Build the Right Product

When we are deeply involved in a process we often forget about the reason why we are doing the work. This is not necessarily bad because it allows us to be precise and accurate with the methods and techniques we are using. However, if we forget the final goal, we can create perfect models that do not solve anything.

The purpose of the verification and validation is to improve the quality of the descriptions. As we have seen, the development of software is a process of transformations of descriptions. So, to ensure the quality of each description we have to compare it with the descriptions that are upstream, in the sequence of transformations. We know that in P- and E-systems the initial description does not exist explicitly, it is in the mind of the client. In these systems, the first written description is already a model of the problem, not the problem itself. Here resides the difference between validation and verification.

In verification we check the quality of a description against an explicit description, usually a specification of the problem. From this verification we can then conclude whether we have done a correct transformation but it cannot tell us if the artefact solves the problem. Therefore we can only conclude that we did it right. On the other hand, validation checks the description against the needs of the client, the unwritten specification of the problem, to allow us to conclude whether we wrote the right description.

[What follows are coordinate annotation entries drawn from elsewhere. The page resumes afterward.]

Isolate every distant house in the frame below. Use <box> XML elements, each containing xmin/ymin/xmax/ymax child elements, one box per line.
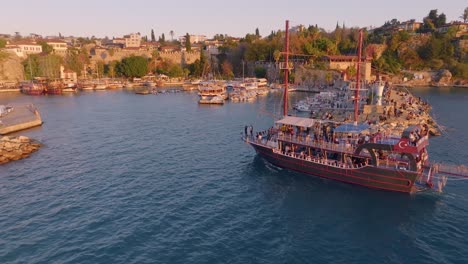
<box><xmin>112</xmin><ymin>38</ymin><xmax>125</xmax><ymax>48</ymax></box>
<box><xmin>159</xmin><ymin>46</ymin><xmax>180</xmax><ymax>52</ymax></box>
<box><xmin>179</xmin><ymin>35</ymin><xmax>206</xmax><ymax>44</ymax></box>
<box><xmin>60</xmin><ymin>66</ymin><xmax>78</xmax><ymax>84</ymax></box>
<box><xmin>437</xmin><ymin>21</ymin><xmax>468</xmax><ymax>37</ymax></box>
<box><xmin>124</xmin><ymin>33</ymin><xmax>141</xmax><ymax>48</ymax></box>
<box><xmin>322</xmin><ymin>55</ymin><xmax>371</xmax><ymax>81</ymax></box>
<box><xmin>397</xmin><ymin>19</ymin><xmax>423</xmax><ymax>31</ymax></box>
<box><xmin>45</xmin><ymin>39</ymin><xmax>68</xmax><ymax>56</ymax></box>
<box><xmin>29</xmin><ymin>33</ymin><xmax>42</xmax><ymax>39</ymax></box>
<box><xmin>6</xmin><ymin>40</ymin><xmax>42</xmax><ymax>56</ymax></box>
<box><xmin>3</xmin><ymin>45</ymin><xmax>24</xmax><ymax>58</ymax></box>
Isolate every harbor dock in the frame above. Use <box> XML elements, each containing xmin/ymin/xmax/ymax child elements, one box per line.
<box><xmin>0</xmin><ymin>104</ymin><xmax>42</xmax><ymax>135</ymax></box>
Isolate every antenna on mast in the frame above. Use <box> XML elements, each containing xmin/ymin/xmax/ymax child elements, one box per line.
<box><xmin>354</xmin><ymin>29</ymin><xmax>362</xmax><ymax>125</ymax></box>
<box><xmin>283</xmin><ymin>20</ymin><xmax>289</xmax><ymax>116</ymax></box>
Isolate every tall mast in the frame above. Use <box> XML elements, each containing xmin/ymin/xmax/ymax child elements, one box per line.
<box><xmin>283</xmin><ymin>20</ymin><xmax>289</xmax><ymax>116</ymax></box>
<box><xmin>354</xmin><ymin>29</ymin><xmax>362</xmax><ymax>124</ymax></box>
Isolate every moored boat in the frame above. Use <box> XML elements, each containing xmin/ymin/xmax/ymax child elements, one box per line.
<box><xmin>243</xmin><ymin>22</ymin><xmax>468</xmax><ymax>193</ymax></box>
<box><xmin>19</xmin><ymin>80</ymin><xmax>44</xmax><ymax>95</ymax></box>
<box><xmin>198</xmin><ymin>82</ymin><xmax>228</xmax><ymax>104</ymax></box>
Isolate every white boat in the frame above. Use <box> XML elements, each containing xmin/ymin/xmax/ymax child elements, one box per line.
<box><xmin>198</xmin><ymin>82</ymin><xmax>228</xmax><ymax>104</ymax></box>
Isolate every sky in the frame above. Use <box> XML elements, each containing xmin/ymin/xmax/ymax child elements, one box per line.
<box><xmin>0</xmin><ymin>0</ymin><xmax>468</xmax><ymax>40</ymax></box>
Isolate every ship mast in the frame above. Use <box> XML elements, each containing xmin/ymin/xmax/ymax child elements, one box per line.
<box><xmin>283</xmin><ymin>20</ymin><xmax>289</xmax><ymax>116</ymax></box>
<box><xmin>354</xmin><ymin>29</ymin><xmax>362</xmax><ymax>125</ymax></box>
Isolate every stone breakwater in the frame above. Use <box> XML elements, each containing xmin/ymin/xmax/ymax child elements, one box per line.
<box><xmin>0</xmin><ymin>136</ymin><xmax>41</xmax><ymax>164</ymax></box>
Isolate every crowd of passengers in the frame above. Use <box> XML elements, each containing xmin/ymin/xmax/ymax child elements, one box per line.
<box><xmin>281</xmin><ymin>145</ymin><xmax>368</xmax><ymax>168</ymax></box>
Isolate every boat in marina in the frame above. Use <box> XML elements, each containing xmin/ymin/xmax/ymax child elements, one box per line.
<box><xmin>198</xmin><ymin>82</ymin><xmax>228</xmax><ymax>104</ymax></box>
<box><xmin>77</xmin><ymin>80</ymin><xmax>94</xmax><ymax>91</ymax></box>
<box><xmin>242</xmin><ymin>21</ymin><xmax>468</xmax><ymax>193</ymax></box>
<box><xmin>62</xmin><ymin>82</ymin><xmax>78</xmax><ymax>93</ymax></box>
<box><xmin>19</xmin><ymin>80</ymin><xmax>44</xmax><ymax>95</ymax></box>
<box><xmin>44</xmin><ymin>79</ymin><xmax>64</xmax><ymax>95</ymax></box>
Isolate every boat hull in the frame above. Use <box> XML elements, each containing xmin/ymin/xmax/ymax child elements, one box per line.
<box><xmin>248</xmin><ymin>142</ymin><xmax>418</xmax><ymax>193</ymax></box>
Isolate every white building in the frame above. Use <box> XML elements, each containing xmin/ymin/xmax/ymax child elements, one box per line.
<box><xmin>46</xmin><ymin>39</ymin><xmax>68</xmax><ymax>56</ymax></box>
<box><xmin>6</xmin><ymin>41</ymin><xmax>42</xmax><ymax>56</ymax></box>
<box><xmin>179</xmin><ymin>35</ymin><xmax>206</xmax><ymax>44</ymax></box>
<box><xmin>3</xmin><ymin>45</ymin><xmax>24</xmax><ymax>58</ymax></box>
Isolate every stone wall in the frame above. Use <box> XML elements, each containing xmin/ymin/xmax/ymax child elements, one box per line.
<box><xmin>0</xmin><ymin>136</ymin><xmax>41</xmax><ymax>164</ymax></box>
<box><xmin>0</xmin><ymin>51</ymin><xmax>24</xmax><ymax>82</ymax></box>
<box><xmin>90</xmin><ymin>48</ymin><xmax>200</xmax><ymax>64</ymax></box>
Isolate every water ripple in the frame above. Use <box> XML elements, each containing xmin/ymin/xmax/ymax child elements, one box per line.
<box><xmin>0</xmin><ymin>91</ymin><xmax>468</xmax><ymax>263</ymax></box>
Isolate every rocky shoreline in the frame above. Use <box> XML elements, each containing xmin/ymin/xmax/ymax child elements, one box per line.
<box><xmin>0</xmin><ymin>136</ymin><xmax>41</xmax><ymax>164</ymax></box>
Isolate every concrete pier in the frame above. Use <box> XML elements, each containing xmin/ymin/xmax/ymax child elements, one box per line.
<box><xmin>0</xmin><ymin>104</ymin><xmax>42</xmax><ymax>135</ymax></box>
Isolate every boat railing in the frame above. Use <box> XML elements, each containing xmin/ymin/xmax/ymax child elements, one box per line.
<box><xmin>278</xmin><ymin>134</ymin><xmax>356</xmax><ymax>154</ymax></box>
<box><xmin>273</xmin><ymin>149</ymin><xmax>368</xmax><ymax>169</ymax></box>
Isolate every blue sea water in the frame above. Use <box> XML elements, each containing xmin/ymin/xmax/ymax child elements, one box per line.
<box><xmin>0</xmin><ymin>88</ymin><xmax>468</xmax><ymax>263</ymax></box>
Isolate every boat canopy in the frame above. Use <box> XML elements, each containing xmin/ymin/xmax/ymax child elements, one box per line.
<box><xmin>275</xmin><ymin>116</ymin><xmax>318</xmax><ymax>127</ymax></box>
<box><xmin>333</xmin><ymin>123</ymin><xmax>369</xmax><ymax>134</ymax></box>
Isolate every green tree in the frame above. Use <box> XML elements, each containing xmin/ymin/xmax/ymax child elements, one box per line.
<box><xmin>23</xmin><ymin>54</ymin><xmax>39</xmax><ymax>80</ymax></box>
<box><xmin>116</xmin><ymin>56</ymin><xmax>148</xmax><ymax>78</ymax></box>
<box><xmin>460</xmin><ymin>7</ymin><xmax>468</xmax><ymax>23</ymax></box>
<box><xmin>0</xmin><ymin>38</ymin><xmax>6</xmax><ymax>49</ymax></box>
<box><xmin>37</xmin><ymin>41</ymin><xmax>54</xmax><ymax>54</ymax></box>
<box><xmin>185</xmin><ymin>33</ymin><xmax>192</xmax><ymax>51</ymax></box>
<box><xmin>221</xmin><ymin>60</ymin><xmax>234</xmax><ymax>80</ymax></box>
<box><xmin>104</xmin><ymin>61</ymin><xmax>118</xmax><ymax>78</ymax></box>
<box><xmin>64</xmin><ymin>48</ymin><xmax>89</xmax><ymax>76</ymax></box>
<box><xmin>151</xmin><ymin>29</ymin><xmax>156</xmax><ymax>42</ymax></box>
<box><xmin>254</xmin><ymin>67</ymin><xmax>267</xmax><ymax>78</ymax></box>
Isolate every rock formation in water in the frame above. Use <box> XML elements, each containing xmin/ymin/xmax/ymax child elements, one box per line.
<box><xmin>0</xmin><ymin>136</ymin><xmax>41</xmax><ymax>164</ymax></box>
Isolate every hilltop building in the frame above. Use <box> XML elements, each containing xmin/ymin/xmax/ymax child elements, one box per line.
<box><xmin>45</xmin><ymin>39</ymin><xmax>68</xmax><ymax>56</ymax></box>
<box><xmin>322</xmin><ymin>55</ymin><xmax>371</xmax><ymax>81</ymax></box>
<box><xmin>5</xmin><ymin>40</ymin><xmax>42</xmax><ymax>57</ymax></box>
<box><xmin>123</xmin><ymin>33</ymin><xmax>141</xmax><ymax>48</ymax></box>
<box><xmin>179</xmin><ymin>35</ymin><xmax>206</xmax><ymax>44</ymax></box>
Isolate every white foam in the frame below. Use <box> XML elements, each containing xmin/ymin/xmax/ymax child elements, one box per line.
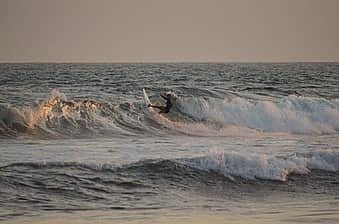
<box><xmin>177</xmin><ymin>95</ymin><xmax>339</xmax><ymax>134</ymax></box>
<box><xmin>181</xmin><ymin>152</ymin><xmax>339</xmax><ymax>181</ymax></box>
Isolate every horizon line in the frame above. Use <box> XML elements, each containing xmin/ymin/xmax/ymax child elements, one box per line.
<box><xmin>0</xmin><ymin>60</ymin><xmax>339</xmax><ymax>64</ymax></box>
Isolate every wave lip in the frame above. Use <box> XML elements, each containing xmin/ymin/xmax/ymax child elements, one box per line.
<box><xmin>178</xmin><ymin>95</ymin><xmax>339</xmax><ymax>134</ymax></box>
<box><xmin>181</xmin><ymin>152</ymin><xmax>339</xmax><ymax>181</ymax></box>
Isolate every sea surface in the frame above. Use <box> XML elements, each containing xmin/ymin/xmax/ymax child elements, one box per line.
<box><xmin>0</xmin><ymin>63</ymin><xmax>339</xmax><ymax>223</ymax></box>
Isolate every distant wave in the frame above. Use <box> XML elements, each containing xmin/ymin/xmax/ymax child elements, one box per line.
<box><xmin>178</xmin><ymin>95</ymin><xmax>339</xmax><ymax>134</ymax></box>
<box><xmin>0</xmin><ymin>90</ymin><xmax>339</xmax><ymax>138</ymax></box>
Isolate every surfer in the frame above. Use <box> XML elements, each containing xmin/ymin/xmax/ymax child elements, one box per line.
<box><xmin>147</xmin><ymin>93</ymin><xmax>173</xmax><ymax>114</ymax></box>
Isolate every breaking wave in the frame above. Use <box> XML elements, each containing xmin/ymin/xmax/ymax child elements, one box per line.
<box><xmin>0</xmin><ymin>151</ymin><xmax>339</xmax><ymax>182</ymax></box>
<box><xmin>182</xmin><ymin>152</ymin><xmax>339</xmax><ymax>181</ymax></box>
<box><xmin>0</xmin><ymin>90</ymin><xmax>339</xmax><ymax>138</ymax></box>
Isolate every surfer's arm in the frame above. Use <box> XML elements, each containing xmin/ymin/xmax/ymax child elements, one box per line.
<box><xmin>147</xmin><ymin>104</ymin><xmax>163</xmax><ymax>109</ymax></box>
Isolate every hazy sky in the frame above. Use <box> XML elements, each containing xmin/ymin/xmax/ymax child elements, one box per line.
<box><xmin>0</xmin><ymin>0</ymin><xmax>339</xmax><ymax>62</ymax></box>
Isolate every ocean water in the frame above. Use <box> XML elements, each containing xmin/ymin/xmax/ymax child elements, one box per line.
<box><xmin>0</xmin><ymin>63</ymin><xmax>339</xmax><ymax>223</ymax></box>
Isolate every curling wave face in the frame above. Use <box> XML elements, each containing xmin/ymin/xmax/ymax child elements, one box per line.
<box><xmin>0</xmin><ymin>90</ymin><xmax>339</xmax><ymax>138</ymax></box>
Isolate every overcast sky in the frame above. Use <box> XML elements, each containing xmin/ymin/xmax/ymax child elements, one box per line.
<box><xmin>0</xmin><ymin>0</ymin><xmax>339</xmax><ymax>62</ymax></box>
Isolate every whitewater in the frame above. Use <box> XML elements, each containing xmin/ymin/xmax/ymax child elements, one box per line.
<box><xmin>0</xmin><ymin>63</ymin><xmax>339</xmax><ymax>223</ymax></box>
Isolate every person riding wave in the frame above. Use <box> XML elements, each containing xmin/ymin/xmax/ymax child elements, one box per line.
<box><xmin>147</xmin><ymin>93</ymin><xmax>173</xmax><ymax>114</ymax></box>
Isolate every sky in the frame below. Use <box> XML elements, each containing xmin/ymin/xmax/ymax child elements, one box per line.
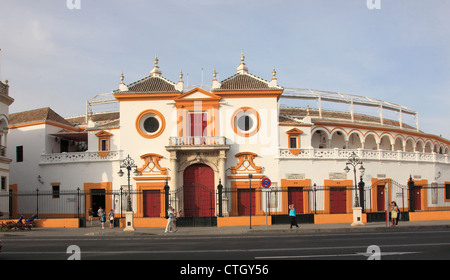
<box><xmin>0</xmin><ymin>0</ymin><xmax>450</xmax><ymax>139</ymax></box>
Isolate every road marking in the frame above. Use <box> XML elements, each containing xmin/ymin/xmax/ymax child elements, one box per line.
<box><xmin>255</xmin><ymin>252</ymin><xmax>420</xmax><ymax>260</ymax></box>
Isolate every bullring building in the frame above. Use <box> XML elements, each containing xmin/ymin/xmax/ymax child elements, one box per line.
<box><xmin>7</xmin><ymin>55</ymin><xmax>450</xmax><ymax>226</ymax></box>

In software engineering sometimes we build a product right which is not the right product. The final description, the software artefact, was correctly implemented but it does not solve the clients’ needs.

To ease verification some software development approaches define several transformations such that the conceptual distance between each transformation is small, and so, it is easier to verify the correction of descriptions. On the other hand, human-centric software engineering approaches reduce the number of transformations and emphasize validation techniques, like testing in XP.